Skocz do zawartości

arturzx

Members
  • Liczba zawartości

    88
  • Rejestracja

  • Ostatnia wizyta

Zawartość dodana przez arturzx

  1. Narty serwisuję sam więc ostre mam zawsze. Problem właśnie w tym, że chciałbym po tym lodzie jechać niż jakoś tam zjeżdżać, sam w sobie nie wzbudza on we mnie jakiegoś lęku ale też mało radości z jazdy po nim... Co do odsypów to właśnie moja kobieta ma stare Salomony Equipe 10 3V i idzie przez nie jak przecinak gdzie mi to idzie dużo bardziej opornie. Często z wyciągów widać ludzi którzy tną po stoku niezależnie czy lód, mulda czy odsyp, jakby to na nich nie robiło żadnego wrażenia. Wiadomo, że to są umiejętności i lata praktyki ale czy też do takiej jazdy musi być też odpowiednia narta?
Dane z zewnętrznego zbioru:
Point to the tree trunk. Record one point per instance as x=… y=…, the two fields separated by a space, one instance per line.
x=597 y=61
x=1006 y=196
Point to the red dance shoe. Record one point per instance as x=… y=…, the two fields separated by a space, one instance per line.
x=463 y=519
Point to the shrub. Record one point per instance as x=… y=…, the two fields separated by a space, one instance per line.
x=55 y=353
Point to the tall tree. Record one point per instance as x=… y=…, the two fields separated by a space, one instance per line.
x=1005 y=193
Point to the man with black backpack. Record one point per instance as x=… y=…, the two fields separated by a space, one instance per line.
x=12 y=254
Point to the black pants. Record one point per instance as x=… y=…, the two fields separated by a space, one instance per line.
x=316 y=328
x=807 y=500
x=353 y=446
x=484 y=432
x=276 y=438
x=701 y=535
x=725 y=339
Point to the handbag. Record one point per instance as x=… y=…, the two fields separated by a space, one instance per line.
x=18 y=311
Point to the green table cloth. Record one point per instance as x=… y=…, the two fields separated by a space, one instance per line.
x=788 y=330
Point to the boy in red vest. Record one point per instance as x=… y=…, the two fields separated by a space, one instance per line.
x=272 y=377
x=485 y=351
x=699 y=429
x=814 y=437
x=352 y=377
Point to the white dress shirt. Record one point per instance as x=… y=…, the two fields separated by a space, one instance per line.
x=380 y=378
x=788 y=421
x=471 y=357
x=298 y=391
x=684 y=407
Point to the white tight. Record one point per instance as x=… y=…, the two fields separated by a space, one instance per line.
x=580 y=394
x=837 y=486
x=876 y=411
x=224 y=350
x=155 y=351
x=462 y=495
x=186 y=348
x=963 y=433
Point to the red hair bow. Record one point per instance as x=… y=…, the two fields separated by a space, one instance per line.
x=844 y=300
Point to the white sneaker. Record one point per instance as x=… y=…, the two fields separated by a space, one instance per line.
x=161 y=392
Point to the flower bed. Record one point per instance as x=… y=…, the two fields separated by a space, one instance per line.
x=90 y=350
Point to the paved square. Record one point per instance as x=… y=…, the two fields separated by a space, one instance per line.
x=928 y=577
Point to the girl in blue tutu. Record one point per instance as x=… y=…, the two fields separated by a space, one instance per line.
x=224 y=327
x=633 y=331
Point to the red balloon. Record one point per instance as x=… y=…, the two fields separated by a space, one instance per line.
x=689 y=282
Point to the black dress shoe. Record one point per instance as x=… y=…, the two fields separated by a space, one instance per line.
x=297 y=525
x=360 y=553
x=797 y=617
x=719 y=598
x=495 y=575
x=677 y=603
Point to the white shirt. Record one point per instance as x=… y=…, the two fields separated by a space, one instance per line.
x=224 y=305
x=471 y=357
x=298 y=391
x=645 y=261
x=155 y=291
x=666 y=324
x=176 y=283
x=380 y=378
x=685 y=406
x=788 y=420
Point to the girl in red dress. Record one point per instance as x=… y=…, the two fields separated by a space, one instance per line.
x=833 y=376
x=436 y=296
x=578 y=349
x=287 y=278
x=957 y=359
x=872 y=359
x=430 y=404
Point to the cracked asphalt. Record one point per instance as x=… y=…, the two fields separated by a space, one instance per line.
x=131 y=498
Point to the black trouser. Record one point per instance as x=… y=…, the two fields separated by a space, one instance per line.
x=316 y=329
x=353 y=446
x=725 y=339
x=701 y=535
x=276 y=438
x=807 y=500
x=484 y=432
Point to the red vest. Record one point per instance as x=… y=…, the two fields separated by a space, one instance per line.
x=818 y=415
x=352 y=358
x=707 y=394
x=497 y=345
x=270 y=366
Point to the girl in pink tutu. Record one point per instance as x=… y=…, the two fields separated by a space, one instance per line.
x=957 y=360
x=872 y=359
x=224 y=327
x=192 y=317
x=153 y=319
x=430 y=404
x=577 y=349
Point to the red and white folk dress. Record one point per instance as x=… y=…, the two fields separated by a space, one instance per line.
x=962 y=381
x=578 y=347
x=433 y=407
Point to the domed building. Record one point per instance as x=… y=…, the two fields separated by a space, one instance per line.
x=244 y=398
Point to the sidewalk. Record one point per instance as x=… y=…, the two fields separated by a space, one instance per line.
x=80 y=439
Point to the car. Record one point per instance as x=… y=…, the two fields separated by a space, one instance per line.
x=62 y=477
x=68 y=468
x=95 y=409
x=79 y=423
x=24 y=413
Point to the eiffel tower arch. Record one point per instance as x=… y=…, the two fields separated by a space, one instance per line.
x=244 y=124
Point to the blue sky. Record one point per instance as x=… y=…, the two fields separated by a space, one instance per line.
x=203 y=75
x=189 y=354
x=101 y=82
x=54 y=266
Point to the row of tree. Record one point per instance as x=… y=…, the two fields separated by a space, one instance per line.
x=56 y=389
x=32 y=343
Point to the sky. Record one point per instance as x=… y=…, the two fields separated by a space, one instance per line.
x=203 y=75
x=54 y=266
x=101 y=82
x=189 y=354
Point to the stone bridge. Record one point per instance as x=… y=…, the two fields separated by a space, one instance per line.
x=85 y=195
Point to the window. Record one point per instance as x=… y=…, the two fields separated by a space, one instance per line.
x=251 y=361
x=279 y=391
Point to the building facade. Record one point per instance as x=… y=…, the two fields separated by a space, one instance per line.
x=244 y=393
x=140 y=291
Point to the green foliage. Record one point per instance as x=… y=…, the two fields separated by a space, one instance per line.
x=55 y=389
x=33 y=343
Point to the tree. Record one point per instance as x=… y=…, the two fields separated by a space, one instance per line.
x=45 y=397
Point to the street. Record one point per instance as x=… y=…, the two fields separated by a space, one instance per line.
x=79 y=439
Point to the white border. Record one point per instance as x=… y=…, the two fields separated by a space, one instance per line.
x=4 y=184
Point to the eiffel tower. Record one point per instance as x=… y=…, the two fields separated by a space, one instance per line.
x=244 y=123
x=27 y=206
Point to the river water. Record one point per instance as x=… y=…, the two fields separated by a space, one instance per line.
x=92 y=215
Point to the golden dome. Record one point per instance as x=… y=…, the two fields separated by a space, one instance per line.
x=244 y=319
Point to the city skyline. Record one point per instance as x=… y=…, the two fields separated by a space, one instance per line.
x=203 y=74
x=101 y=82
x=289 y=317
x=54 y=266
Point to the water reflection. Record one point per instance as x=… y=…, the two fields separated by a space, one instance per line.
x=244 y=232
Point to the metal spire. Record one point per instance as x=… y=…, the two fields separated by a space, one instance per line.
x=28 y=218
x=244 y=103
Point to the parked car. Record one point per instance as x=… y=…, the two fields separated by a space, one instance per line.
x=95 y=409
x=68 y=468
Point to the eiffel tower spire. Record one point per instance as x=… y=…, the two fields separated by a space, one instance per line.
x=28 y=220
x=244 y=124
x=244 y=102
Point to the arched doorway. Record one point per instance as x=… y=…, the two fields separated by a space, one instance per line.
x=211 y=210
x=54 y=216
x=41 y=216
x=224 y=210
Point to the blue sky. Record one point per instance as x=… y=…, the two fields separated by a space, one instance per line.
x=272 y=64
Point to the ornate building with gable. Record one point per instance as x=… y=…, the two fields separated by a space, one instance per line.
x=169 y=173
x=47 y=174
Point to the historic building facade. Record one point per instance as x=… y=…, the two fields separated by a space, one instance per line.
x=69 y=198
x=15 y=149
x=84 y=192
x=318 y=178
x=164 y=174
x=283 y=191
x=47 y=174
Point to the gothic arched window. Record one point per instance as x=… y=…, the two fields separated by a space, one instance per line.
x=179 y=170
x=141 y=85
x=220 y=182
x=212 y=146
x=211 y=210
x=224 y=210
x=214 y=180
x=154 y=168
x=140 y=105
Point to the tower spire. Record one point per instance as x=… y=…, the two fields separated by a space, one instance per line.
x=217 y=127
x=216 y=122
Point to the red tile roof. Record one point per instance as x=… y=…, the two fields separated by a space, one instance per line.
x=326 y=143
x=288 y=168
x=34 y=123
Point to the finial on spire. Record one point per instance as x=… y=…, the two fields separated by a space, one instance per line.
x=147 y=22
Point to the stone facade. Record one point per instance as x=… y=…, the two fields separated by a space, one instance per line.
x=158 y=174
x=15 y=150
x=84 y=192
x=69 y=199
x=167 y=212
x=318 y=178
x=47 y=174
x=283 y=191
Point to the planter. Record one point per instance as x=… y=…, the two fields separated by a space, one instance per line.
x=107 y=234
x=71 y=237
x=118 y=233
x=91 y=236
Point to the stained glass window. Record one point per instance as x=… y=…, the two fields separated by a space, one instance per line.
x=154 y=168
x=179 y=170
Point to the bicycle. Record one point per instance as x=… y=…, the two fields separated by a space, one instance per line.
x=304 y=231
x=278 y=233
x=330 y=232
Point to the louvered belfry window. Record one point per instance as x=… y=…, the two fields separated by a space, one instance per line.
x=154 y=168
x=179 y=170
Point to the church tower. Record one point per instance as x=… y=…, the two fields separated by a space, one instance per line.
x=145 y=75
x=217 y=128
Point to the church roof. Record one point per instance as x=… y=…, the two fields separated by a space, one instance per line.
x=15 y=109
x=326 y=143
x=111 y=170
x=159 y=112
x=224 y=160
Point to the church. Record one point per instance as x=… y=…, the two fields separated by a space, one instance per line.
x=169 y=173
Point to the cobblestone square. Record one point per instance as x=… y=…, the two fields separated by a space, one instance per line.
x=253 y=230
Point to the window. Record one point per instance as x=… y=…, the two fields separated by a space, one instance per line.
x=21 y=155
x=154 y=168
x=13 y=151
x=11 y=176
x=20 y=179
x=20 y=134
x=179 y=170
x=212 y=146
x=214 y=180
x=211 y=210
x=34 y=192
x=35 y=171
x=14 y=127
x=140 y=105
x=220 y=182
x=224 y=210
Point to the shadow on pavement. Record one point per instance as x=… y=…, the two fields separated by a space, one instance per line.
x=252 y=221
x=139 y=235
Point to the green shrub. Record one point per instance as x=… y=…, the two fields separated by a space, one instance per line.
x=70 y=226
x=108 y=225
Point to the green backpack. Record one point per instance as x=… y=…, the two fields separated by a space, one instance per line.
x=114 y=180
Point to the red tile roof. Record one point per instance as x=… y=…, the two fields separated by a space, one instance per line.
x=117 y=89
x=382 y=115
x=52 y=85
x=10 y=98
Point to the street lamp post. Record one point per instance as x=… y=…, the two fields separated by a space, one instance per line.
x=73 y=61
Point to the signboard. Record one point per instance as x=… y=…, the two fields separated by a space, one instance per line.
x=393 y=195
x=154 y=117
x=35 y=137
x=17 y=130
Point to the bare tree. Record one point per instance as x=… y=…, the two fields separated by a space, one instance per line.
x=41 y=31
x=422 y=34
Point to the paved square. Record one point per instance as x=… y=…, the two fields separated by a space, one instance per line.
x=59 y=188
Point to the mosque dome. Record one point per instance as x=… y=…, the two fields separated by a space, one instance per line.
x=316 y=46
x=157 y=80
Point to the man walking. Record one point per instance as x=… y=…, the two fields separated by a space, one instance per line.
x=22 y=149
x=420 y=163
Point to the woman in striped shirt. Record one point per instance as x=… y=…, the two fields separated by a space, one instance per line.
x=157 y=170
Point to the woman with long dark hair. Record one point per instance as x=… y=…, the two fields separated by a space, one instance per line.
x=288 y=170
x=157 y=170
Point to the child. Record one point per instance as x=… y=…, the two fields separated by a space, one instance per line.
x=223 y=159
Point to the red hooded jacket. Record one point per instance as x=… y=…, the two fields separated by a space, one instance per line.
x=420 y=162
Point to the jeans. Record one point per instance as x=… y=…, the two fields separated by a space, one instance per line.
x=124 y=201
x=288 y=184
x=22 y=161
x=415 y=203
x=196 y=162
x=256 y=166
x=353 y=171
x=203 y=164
Ja się jakoś nie upieram na nowe narty, ba, bardzo bym się cieszył gdyby moje problemy były tylko kwestią mojej głowy i kulejącej techniki 🙂
  2. @Chertandzięki bardzo za odpowiedź. Wątki oczywiście czytałem tak samo jak recenzje czy opisy nart które wydają się dla mnie trochę bez sensu bo w nich każda narta jest super i spełni najbardziej wygórowane oczekiwania najbardziej wymagających posiadaczy 😉 Przeglądam to wszystko już od dwóch miesięcy ale mam wrażenie, że zamiast wiedzieć coraz więcej to wiem coraz mniej, stąd mój post żeby w ogóle złapać jakiś kierunek gdzie w ogóle patrzeć. Ten mój Progressor wydawał mi się zawsze taką entry-level uniwersalną nartą, ale może niesłusznie i nie ma co szukać dziury w całym i spokojnie ona wystarczy mi do dalszego rozwoju a moje problemy to kwestia umiejętności? Czuje się na nich bardzo dobrze rano gdy są dobre warunki ale jak pojawia się trochę lodu czy odsypy to zabawa się kończy więc wymyśliłem sobie, że może są jakieś narty które pozwolą dłużej zabawić na stoku niż do godziny 12. W ogóle czy między nartami z kategorii all-round i all-mountain jest faktyczna różnica jak innymi kategoriami czy może nie jest tak znacząca a bardziej umowna?
  3. Szperając dalej to jednak wychodzi mi, że takie Multigary to narty bardzo dobre ale na bardzo dobre warunki, więc szukając dalej trafiłem na Fischer The Curv GTX więc pytanie podobne - czy to dobry kierunek?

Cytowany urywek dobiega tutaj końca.